I have lived seven of those hours, a great age, being no less than four hundred and twenty minutes of time. How very few of us continue so long! I have seen generations born, flourish, and expire. My present friends are the children and grandchildren of the friends of my youth, who are now, alas no more! And I must soon follow them; for, by the course of nature, though still in health, I cannot expect to live above seven or eight minutes longer.
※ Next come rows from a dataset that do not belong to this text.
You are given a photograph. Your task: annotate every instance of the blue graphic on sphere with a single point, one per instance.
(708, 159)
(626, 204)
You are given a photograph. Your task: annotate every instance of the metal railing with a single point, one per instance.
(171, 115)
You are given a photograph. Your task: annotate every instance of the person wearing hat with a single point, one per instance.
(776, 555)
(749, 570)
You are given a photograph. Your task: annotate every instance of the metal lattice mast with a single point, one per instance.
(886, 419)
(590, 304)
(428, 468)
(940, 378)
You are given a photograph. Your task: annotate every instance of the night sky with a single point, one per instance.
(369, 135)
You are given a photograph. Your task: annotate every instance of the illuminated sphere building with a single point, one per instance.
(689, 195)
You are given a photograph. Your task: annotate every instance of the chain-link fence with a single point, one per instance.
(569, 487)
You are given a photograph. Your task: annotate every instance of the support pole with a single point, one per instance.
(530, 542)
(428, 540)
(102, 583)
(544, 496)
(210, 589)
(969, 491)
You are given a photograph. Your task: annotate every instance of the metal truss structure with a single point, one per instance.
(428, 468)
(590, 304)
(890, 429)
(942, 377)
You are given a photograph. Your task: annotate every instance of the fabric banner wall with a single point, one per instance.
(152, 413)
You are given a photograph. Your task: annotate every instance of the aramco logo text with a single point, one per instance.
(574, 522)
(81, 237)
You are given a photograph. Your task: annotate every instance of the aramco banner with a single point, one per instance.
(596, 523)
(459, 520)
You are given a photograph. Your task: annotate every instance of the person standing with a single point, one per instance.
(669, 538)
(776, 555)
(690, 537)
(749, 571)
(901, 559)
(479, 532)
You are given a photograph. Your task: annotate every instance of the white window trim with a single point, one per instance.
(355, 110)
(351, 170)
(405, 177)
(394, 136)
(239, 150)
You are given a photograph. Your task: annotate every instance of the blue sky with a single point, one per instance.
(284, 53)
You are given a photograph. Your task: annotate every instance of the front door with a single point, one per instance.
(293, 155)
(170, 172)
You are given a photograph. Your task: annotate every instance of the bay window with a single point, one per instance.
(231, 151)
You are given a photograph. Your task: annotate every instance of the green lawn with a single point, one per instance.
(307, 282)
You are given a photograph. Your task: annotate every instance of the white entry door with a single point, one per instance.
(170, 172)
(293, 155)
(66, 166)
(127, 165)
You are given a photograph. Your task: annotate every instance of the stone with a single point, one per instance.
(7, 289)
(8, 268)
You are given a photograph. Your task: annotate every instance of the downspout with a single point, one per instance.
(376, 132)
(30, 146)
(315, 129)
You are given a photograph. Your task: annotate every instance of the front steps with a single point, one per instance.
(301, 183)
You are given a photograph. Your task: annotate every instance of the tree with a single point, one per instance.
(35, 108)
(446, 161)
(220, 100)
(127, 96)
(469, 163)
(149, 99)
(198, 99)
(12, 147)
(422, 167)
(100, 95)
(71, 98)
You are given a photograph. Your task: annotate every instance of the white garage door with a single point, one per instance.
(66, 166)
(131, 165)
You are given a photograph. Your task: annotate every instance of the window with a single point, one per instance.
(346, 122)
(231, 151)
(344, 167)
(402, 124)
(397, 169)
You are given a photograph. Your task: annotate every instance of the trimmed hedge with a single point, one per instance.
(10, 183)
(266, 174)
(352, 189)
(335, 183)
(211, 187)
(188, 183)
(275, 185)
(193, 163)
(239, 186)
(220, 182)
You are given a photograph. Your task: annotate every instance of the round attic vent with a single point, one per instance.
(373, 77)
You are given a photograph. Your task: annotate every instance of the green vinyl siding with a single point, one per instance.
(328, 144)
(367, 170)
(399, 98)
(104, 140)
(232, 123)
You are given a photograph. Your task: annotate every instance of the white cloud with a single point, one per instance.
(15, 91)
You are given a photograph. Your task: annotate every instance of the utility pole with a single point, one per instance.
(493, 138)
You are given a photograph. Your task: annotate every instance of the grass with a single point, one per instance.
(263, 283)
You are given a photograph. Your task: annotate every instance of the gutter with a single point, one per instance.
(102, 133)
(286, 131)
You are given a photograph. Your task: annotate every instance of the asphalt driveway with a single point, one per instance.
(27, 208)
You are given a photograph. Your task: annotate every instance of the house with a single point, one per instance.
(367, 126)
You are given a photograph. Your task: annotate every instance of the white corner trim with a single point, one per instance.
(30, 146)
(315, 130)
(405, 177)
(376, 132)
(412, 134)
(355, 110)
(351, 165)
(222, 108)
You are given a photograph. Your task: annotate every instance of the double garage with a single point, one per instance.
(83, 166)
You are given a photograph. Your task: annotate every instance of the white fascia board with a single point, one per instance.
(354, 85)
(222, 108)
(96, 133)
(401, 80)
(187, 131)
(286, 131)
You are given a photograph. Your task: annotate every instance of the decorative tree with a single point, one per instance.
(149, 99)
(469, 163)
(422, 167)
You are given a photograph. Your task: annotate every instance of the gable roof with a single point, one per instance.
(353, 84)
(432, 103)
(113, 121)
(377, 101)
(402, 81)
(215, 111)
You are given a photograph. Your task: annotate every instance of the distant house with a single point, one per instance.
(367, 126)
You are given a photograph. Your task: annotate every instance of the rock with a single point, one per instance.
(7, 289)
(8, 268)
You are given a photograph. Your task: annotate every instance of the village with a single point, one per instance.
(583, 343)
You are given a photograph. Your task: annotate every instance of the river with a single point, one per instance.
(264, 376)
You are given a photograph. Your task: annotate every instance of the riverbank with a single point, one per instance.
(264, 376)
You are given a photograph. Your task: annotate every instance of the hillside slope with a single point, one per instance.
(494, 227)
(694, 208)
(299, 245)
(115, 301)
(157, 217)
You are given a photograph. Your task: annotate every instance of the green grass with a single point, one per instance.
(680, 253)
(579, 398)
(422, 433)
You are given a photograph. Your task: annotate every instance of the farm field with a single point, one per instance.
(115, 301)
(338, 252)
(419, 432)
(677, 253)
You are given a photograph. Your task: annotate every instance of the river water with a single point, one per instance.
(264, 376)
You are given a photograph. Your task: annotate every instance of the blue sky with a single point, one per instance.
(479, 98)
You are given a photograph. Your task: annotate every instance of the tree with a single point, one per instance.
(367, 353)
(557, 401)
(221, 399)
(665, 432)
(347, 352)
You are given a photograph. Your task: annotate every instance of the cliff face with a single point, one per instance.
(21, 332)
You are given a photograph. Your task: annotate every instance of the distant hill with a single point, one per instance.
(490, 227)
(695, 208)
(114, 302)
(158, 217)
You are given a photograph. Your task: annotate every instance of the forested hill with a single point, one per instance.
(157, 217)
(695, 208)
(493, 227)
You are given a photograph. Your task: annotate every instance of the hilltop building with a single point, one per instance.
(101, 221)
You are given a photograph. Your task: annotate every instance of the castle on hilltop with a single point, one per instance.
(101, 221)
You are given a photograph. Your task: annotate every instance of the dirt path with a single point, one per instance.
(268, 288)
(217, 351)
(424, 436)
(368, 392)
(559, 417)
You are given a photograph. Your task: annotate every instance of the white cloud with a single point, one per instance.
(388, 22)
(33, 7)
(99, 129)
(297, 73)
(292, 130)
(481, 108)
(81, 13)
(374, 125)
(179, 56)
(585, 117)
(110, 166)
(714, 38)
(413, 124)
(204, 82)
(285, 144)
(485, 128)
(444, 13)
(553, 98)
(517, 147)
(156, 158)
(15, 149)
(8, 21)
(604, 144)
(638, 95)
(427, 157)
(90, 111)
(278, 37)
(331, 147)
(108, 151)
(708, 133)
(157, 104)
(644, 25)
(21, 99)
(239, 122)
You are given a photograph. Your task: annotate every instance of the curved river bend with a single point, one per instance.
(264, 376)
What now avails all my toil and labor, in amassing honey-dew on this leaf, which I cannot live to enjoy! What the political struggles I have been engaged in, for the good of my compatriot inhabitants of this bush, or my philosophical studies for the benefit of our race in general!…My friends would comfort me with the idea of a name they say, I shall leave behind me; and they tell me I have lived long enough to nature and to glory. But what will fame be to an ephemera who no longer exists? And what will become of all history in the eighteenth hour, when the world itself, even the whole Moulin Joly, shall come to its end, and be buried in universal ruin?”

To me, after all my eager pursuits, no solid pleasures now remain, but the reflection of a long life spent in meaning well, the sensible conversation of a few good lady ephemerae, and now and then a kind smile and a tune from the ever amiable Brilliante.


 

I found this a welcomed jolt of perspective that is just as useful to us now as it was in Benjamin Franklin’s day.

I was reminded while reading this of the classic Cosmos by Carl Sagan. In fact, in Cosmos is a line strikingly similar in sentiment, “We are like butterflies who flutter for a day and think it is forever.”